Me voici incapable de relater ce que se disent ces voix, donc. Je pourrais, à la rigueur, rapporter ce que j’en dirais moi, ce qu’elles provoquent chez moi, mais je crois suffisant d’avoir exposé les conditions initiales de ma situation vis-à-vis de ces voix pour ne pas devoir en rajouter une couche et élever le chiffre déjà aigu de mon degré de préoccupation, cette dernière étant l’incidence majeure de ces voix en moi à longueur de journée (parce que des voix, la nuit, il n’en existe pas : la chouette hulule, c’est vrai, mais elle ne me parle pas). Et ces voix ne m’autorisent pas à m’affirmer entendre des voix fantomatiques parce qu’elles sont incarnées dans les craquements de planches que leurs corps produisent dans le bois de la maison et que, ces craquements, je les situe dans le déroulement et les étages de ma maison avec l’exactitude d’un sourcier, lors des concertations comme lorsque l’habitant s’évertue à lutter seul sur tel ou tel parquet.

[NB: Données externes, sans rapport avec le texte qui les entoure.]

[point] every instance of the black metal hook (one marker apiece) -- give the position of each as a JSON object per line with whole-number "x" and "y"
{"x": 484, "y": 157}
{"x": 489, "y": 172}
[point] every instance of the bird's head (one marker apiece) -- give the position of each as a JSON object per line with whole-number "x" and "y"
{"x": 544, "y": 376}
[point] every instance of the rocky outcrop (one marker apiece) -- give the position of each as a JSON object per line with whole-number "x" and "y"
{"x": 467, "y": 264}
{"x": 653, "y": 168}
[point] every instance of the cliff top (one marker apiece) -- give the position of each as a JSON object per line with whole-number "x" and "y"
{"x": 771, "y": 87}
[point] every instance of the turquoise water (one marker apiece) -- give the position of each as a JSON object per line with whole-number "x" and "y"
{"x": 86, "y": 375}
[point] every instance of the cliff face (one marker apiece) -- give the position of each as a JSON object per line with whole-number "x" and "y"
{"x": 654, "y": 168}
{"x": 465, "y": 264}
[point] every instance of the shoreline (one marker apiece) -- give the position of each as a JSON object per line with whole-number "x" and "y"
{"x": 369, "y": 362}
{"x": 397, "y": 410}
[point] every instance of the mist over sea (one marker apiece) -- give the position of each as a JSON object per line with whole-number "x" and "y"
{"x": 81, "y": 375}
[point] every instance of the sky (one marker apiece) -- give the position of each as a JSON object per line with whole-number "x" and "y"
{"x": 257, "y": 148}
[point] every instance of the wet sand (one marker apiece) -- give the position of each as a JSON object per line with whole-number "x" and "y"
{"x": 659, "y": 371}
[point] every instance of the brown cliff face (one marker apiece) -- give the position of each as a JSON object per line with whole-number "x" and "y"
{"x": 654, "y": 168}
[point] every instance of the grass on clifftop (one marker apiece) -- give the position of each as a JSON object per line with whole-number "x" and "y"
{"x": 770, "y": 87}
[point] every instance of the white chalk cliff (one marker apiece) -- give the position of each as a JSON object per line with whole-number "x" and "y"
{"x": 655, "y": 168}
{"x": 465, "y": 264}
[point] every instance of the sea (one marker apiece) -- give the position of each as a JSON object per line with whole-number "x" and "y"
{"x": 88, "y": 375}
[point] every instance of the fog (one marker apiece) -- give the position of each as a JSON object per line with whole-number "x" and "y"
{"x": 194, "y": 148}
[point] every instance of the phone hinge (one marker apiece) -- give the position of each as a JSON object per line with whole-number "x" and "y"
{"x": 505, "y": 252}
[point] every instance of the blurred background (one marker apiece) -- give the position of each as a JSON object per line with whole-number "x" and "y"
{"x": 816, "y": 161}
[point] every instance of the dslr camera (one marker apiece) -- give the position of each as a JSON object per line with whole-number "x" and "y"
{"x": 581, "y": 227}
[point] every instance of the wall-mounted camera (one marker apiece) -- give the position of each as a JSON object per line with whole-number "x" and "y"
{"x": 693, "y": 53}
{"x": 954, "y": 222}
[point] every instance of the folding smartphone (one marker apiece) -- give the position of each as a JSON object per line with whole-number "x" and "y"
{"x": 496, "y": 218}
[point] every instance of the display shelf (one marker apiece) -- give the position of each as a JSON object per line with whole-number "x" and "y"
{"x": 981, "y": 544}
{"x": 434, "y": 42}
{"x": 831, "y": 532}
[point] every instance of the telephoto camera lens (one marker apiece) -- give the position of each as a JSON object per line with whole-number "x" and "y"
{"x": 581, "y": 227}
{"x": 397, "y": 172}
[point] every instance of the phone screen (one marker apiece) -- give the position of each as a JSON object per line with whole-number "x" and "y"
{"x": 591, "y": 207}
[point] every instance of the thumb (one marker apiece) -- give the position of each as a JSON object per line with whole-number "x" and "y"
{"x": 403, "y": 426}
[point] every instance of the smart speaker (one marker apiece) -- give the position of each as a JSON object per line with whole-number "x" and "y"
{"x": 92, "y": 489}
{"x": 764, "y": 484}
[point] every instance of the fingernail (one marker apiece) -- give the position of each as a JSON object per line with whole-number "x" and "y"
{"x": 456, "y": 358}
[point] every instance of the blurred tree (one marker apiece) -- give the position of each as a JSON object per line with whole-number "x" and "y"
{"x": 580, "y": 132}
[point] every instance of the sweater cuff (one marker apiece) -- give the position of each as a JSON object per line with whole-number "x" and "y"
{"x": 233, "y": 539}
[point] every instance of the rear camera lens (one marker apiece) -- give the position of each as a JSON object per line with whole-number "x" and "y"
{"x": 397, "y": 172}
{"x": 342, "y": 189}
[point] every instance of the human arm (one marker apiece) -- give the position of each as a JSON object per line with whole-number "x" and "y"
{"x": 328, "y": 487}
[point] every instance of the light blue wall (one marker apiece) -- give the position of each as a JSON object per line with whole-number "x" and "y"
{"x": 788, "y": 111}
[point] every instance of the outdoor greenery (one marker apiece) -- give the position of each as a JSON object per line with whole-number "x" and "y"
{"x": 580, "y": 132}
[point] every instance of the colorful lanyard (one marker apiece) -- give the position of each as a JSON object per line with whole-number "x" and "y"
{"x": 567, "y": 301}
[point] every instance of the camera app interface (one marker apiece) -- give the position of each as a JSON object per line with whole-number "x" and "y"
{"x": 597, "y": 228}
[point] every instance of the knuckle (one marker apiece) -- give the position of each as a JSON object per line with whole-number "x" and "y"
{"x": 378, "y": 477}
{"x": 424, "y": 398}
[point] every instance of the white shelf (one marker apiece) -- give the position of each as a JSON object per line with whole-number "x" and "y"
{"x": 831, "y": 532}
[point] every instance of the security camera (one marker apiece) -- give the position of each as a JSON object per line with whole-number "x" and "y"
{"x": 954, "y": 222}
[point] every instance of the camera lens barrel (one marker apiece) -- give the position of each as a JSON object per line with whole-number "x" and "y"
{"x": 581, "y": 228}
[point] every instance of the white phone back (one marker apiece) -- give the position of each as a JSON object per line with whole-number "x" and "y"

Donc ces corps en prise avec le bois et à qui appartiennent ces voix qui se déplacent, ou l’inverse, existent bel et bien puisqu’ils sont les sources de mon agitation interne !
Je sais bien que je suis dans la maison et que je ne suis pas le seul ; reste que je souhaiterais me couper de cette maison, c’est entendu. Car je crois que ma tête souhaiterais être la seule à gouverner dans sa maison comme je le suppose de la plupart des têtes que j’ai eu à rencontrer dans le temps. Je souhaiterais donc couper ma tête de la maison, m’envoler comme une sterne par la fenêtre ; ma tête très au-dessus de la maison dessinerait quelques loopings sans laisser de trace, ma tête se frotterait aux nuages, voilà qu’elle inspire de l’air frais, enfin ! – je pourrais alors me dire vraiment dans ma tête ! coupé de la maison ! libéré de mes ligaments qui ne sont pas des cordes de violoncelle mais des chaînes hérissées d’échardes ! – pour redescendre me percher sur le toit, déclarer aux yeux hypnotiques de la chouette : Je savais bien que je suis ma tête ! Mais je suis cloué à la maison alors que la maison manque de clous, pour ne pas m’écrier que la maison est déglinguée, mais je ne suis pas sûr de la cause à l’effet.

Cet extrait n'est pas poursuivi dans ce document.